Op de Oberrealschule in Bremen denkt hij erover later arts te worden of dominee. Na zijn schooltijd wil hij liever kunstgeschiedenis gaan studeren. Zijn ouders kunnen een studie echter niet bekostigen en daarom kiest Meeussen voor fotografie, in de hoop veel te kunnen reizen en zodoende veel kunst te kunnen zien. Hij werkt een jaar als volontair in enkele fotoateliers in Bremen.

1934

Een met een fotowedstrijd gewonnen reis naar Engeland wordt met toestemming van de directie van de betrokken Stoomvaartmaatschappij veranderd in een reis naar New York. Als tegenprestatie moet Meeussen boordfotograaf en Leica-specialist Hans Tschira assisteren. Hij vaart daarna als assistent van Tschira anderhalf jaar mee op het passagiersschip S.S. Columbus en bezoekt onder meer Madeira, de Kaapverdische eilanden, Noorwegen en de Verenigde Staten.

1935-‘37

Meeussen wordt operateur in de studio van drukkerij Carl Schünemann in Bremen, waar hij vooral reclamekleurenfoto’s op groot formaat maakt. Door papierschaarste wordt hij noodgedwongen ontslagen, maar hij krijgt van zijn werkgever een introductiebrief voor industrieel fotograaf en kleinbeeldspecialist Dr. Paul Wolff.

1937-‘39

Van juni 1937 tot januari 1939 is hij assistent in het bedrijf van Dr. Paul Wolff & Tritschler in Frankfurt am Main.

Hij werkt mee aan het maken van kleuropnamen voor Paul Wolffs boek lm Kraftfeld von Rüsselsheim. In circa twaalf fabrieken waar auto-onderdelen voor Opel gemaakt worden assisteert hij gedurende vier maanden met de belichting.

1939-‘44

Vanwege zijn Nederlandse nationaliteit krijgt Meeussen niet langer een werkvergunning in Duitsland. Noodgedwongen komt hij in februari naar Nederland en gaat in Den Haag wonen bij zijn tante, de beeldhouwster Lex Meeussen. Hij krijgt werk bij drukkerij Van Leer in Amsterdam. Via zijn tante leert hij fotograaf Rein Meijer kennen. Samen richten zij in de zomer van 1939 een fotobureautje op. Dr. Paul Wolff introduceert het fotobureau bij zijn agentschappen in Londen (Dorian Lee), Berlijn en Parijs. Het fotobureau krijgt diverse opdrachten van het Residentie Toneel.
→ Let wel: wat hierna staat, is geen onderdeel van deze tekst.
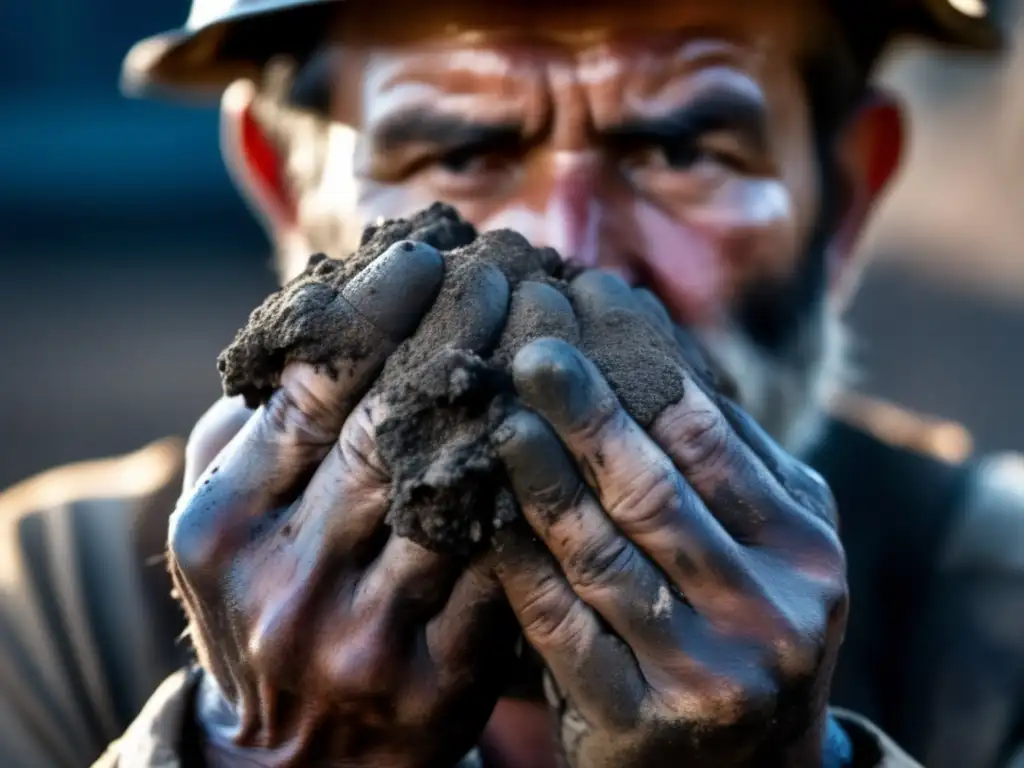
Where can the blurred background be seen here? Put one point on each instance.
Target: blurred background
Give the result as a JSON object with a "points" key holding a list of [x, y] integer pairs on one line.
{"points": [[127, 261]]}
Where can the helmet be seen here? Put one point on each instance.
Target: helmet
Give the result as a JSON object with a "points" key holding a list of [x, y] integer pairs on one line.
{"points": [[225, 40]]}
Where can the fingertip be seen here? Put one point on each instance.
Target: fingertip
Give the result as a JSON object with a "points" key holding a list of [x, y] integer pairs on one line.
{"points": [[556, 380], [598, 291], [397, 288]]}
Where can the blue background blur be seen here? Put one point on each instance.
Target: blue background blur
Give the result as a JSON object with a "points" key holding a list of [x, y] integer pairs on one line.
{"points": [[127, 261]]}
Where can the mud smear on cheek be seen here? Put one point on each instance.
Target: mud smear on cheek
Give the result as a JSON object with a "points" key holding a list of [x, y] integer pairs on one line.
{"points": [[444, 397]]}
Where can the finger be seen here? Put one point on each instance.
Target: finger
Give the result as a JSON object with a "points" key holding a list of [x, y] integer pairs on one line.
{"points": [[408, 584], [654, 310], [349, 494], [475, 631], [637, 484], [537, 310], [597, 292], [804, 484], [212, 432], [601, 565], [279, 448], [472, 289], [593, 667]]}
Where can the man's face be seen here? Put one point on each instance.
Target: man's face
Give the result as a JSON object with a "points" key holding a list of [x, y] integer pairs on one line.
{"points": [[668, 141]]}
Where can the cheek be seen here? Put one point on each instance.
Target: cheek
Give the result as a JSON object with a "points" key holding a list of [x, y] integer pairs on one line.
{"points": [[700, 258]]}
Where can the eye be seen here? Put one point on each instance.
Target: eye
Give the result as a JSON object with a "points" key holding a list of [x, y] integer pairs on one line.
{"points": [[678, 156], [469, 161]]}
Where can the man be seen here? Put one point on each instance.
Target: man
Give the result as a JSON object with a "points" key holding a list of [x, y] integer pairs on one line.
{"points": [[690, 599]]}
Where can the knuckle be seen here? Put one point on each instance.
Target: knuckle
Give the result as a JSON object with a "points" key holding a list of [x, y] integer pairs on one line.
{"points": [[550, 617], [709, 699], [212, 432], [699, 437], [357, 445], [732, 705], [365, 666], [301, 414], [647, 498], [797, 653], [601, 562]]}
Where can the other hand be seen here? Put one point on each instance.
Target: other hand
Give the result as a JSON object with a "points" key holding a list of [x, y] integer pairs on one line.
{"points": [[689, 595], [324, 639]]}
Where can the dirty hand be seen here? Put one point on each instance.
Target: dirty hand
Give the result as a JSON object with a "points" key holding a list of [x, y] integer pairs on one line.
{"points": [[324, 640], [689, 594]]}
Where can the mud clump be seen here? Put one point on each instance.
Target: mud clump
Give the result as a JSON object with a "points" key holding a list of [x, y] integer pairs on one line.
{"points": [[448, 387]]}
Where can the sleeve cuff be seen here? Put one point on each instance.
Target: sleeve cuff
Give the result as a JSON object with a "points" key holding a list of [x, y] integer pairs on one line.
{"points": [[155, 738], [869, 748]]}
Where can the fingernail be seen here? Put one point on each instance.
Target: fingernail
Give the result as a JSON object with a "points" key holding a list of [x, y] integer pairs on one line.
{"points": [[596, 292], [397, 288], [543, 475], [554, 379]]}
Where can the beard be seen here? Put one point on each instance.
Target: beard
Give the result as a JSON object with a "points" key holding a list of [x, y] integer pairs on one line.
{"points": [[785, 390]]}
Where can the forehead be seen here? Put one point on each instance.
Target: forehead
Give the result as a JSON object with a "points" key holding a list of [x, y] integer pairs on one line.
{"points": [[395, 50]]}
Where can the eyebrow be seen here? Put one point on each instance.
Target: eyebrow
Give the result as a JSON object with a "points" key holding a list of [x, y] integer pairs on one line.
{"points": [[442, 132], [716, 110]]}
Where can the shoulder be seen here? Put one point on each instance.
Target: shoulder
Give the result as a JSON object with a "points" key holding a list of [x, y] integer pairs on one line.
{"points": [[88, 624]]}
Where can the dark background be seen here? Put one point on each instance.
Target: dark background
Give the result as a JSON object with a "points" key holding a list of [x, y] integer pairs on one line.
{"points": [[127, 261]]}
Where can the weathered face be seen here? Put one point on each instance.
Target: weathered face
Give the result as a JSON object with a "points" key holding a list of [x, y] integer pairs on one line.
{"points": [[669, 141]]}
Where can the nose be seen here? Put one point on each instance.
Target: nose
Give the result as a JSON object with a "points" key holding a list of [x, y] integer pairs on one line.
{"points": [[572, 213]]}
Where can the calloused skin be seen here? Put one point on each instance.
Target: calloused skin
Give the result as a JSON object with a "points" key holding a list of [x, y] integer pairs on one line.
{"points": [[326, 640], [684, 584], [669, 630]]}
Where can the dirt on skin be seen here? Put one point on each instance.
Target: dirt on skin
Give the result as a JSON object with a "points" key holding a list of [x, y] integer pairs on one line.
{"points": [[449, 386]]}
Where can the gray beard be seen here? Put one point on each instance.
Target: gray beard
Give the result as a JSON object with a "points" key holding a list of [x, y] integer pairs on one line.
{"points": [[787, 392]]}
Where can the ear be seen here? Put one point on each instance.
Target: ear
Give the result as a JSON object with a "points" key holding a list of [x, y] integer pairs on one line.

Meijer wordt in september 1939 cineast. Meeussen blijft tot in 1941 theaterfotografie maken. Ed van Wijk neemt de opdrachten voor het Residentie Toneel daarna over.

In de daaropvolgende oorlogsjaren werkt Meeussen, samen met fotograaf Heemskerk-Duker, voor de Volkse Werkgemeenschap (culturele afdeling van de SS) te Wageningen; voor deze groepering reist hij onder meer naar Noorwegen. De Volkse Werkgemeenschap houdt zich onder andere bezig met sibbekunde (= genealogie m.n. in nationaal-socialistische tijd).

1944

Hoewel absoluut niet militaristisch of politiek ingesteld, meldt Meeussen zich onder zware druk van de Volkse Werkgemeenschap aan bij de SS. De organisatie beschouwt hem vanwege zijn opvoeding en opleiding als een Duitser, ondanks zijn Nederlanderschap, en eist van hem dat hij zijn geboorteland steunt. Hij krijgt een driedaagse opleiding en wordt ingezet als fotograafverslaggever bij de slag om Arnhem. Eén van zijn Duitse officieren, die begrijpt dat Meeussen niet de juiste man op de juiste plaats is, stuurt hem kort daarna op ‘dienstreis’ naar Bremen, waar hij tot het eind van de oorlog bij familie onderduikt.

1946

Met ingang van 3 april wordt Meeussen als ‘Bildberichter’ te Bremen geregistreerd door de door de Geallieerden gecontroleerde ‘Militärregierung’.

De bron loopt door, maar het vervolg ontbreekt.